What is it about the Celts then? Well I can’t be sure, but Monday provided me with yet another experience of descending into the black followed by switching the lights out. And there’s another colour that can engulf me – red. I think of myself as easy going, I like the soft furriness of cats, I’m normally gentle with others and their feelings, but, and it’s a big but, very occasionally the red mist descends.

I think it was the manager’s fault. He should have ducked when, having ripped out the SIM card and crushed it under foot, I threw the empty phone across the shop. The details of the event don’t really matter, suffice it to say that what seemed like hours of my life had been wasted by a customer dis-services screw-up by a well-known mobile telephone company in the UK. One by one, all the pet hide behinds of data protection, health and safety and “it’s our policy” had been trotted out for my mental torture. Then it happened, the red mist that I’d been holding back finally exploded all over my brain anaesthetising good-sense, reasonableness and physical caution, during which time the phone was made to fly. My wife smoothed over the threat of assault charges, but I’m still banned from ever going in one of XXX’s shops again. Just the sight of me walking past the same shop half an hour later caused the manager to duck. Too late. I think it was that that caused the feelings of remorse, guilt and self-horror to set in.

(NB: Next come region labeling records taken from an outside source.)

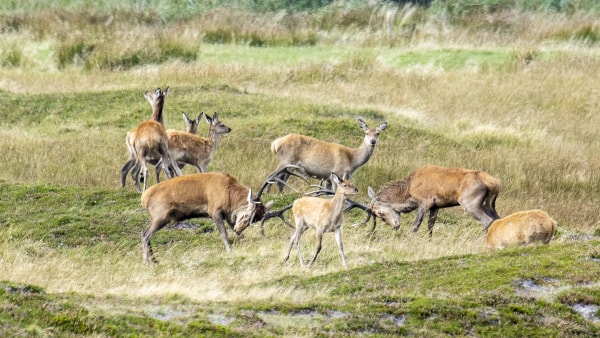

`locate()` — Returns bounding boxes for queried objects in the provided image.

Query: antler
[260,204,295,236]
[256,164,308,200]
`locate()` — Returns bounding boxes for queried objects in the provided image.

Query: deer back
[142,173,249,217]
[271,134,352,178]
[485,210,557,249]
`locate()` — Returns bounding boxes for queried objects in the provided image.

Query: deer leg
[458,197,494,230]
[308,229,323,266]
[333,228,348,269]
[427,207,440,237]
[412,206,426,232]
[142,217,169,263]
[277,173,290,193]
[296,225,306,266]
[214,213,231,253]
[281,232,296,264]
[121,158,135,188]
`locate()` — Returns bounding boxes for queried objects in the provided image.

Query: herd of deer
[121,87,556,267]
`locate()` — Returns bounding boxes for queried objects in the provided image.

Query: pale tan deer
[121,112,204,188]
[485,210,557,249]
[121,87,181,191]
[271,118,387,192]
[363,165,500,236]
[155,113,231,179]
[281,173,358,268]
[141,167,300,263]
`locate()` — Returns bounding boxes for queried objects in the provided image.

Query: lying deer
[271,118,387,192]
[141,167,300,263]
[281,173,358,268]
[485,210,557,249]
[363,165,500,236]
[121,87,181,192]
[121,113,204,188]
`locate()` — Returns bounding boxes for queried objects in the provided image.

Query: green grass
[0,1,600,337]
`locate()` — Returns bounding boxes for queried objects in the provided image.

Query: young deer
[281,173,358,268]
[121,87,181,192]
[267,118,387,192]
[121,113,204,188]
[155,113,231,178]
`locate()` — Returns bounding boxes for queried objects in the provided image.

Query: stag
[281,173,358,268]
[271,118,387,192]
[155,113,231,179]
[485,210,557,249]
[141,167,300,263]
[121,112,204,188]
[121,87,181,192]
[363,165,500,236]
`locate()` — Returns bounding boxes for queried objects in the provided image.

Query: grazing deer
[141,167,300,263]
[155,113,231,179]
[485,210,557,249]
[271,118,387,192]
[363,165,500,236]
[121,87,181,191]
[121,113,204,188]
[281,173,358,268]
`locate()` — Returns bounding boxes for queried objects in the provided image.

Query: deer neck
[352,139,375,167]
[208,128,221,153]
[152,103,165,126]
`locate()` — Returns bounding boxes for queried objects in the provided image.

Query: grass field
[0,1,600,337]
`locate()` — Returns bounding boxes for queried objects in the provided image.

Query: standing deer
[121,87,181,191]
[155,113,231,179]
[121,113,204,188]
[485,210,557,249]
[363,165,500,236]
[281,173,358,268]
[141,167,300,263]
[271,118,387,192]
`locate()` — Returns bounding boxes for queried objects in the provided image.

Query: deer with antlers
[361,165,500,236]
[121,87,181,192]
[155,113,231,179]
[271,118,387,192]
[121,112,204,188]
[281,173,358,268]
[141,166,304,263]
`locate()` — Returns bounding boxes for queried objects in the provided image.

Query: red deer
[281,173,358,268]
[141,167,300,263]
[121,113,204,188]
[363,165,500,236]
[485,210,557,249]
[271,118,387,192]
[121,87,181,191]
[155,113,231,179]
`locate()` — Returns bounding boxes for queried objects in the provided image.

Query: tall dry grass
[0,8,600,301]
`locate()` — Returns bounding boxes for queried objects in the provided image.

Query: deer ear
[367,186,375,199]
[265,201,275,211]
[358,117,369,131]
[144,91,154,104]
[330,172,340,184]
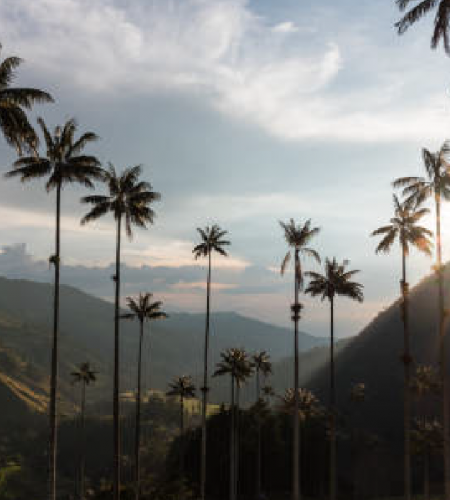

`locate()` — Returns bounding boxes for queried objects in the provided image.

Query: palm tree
[280,219,320,500]
[6,118,102,500]
[252,351,272,498]
[81,163,161,500]
[393,143,450,498]
[192,224,231,500]
[411,418,443,500]
[71,362,97,500]
[372,195,433,500]
[122,293,167,500]
[305,258,363,500]
[166,375,196,477]
[0,44,53,156]
[395,0,450,54]
[213,348,253,500]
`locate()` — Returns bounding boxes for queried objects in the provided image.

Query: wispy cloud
[0,0,450,142]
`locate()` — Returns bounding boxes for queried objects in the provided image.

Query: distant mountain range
[0,278,326,408]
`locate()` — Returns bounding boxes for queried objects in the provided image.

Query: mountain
[0,278,326,397]
[309,265,444,442]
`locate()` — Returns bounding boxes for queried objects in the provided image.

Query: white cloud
[272,21,298,33]
[0,0,450,142]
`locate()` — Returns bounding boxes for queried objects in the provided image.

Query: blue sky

It happens every five years or so, the invasion of the red mist followed by descent into black. Black alone perhaps once every few months. I can cope with that, but if they happened regularly? I’d have been pushed or fallen off the stage ages ago.

So I’m not going to blame Messrs. Hamilton, Wilde, Thomas, Jones, Burton, Best and Hoffman for leaving too early,  for I suspect they’d had to cope not just with the black and the red but many other colours too and all too regularly for comfort. I’ll just thank them for the bodies of work they, and so many other Celts, left behind.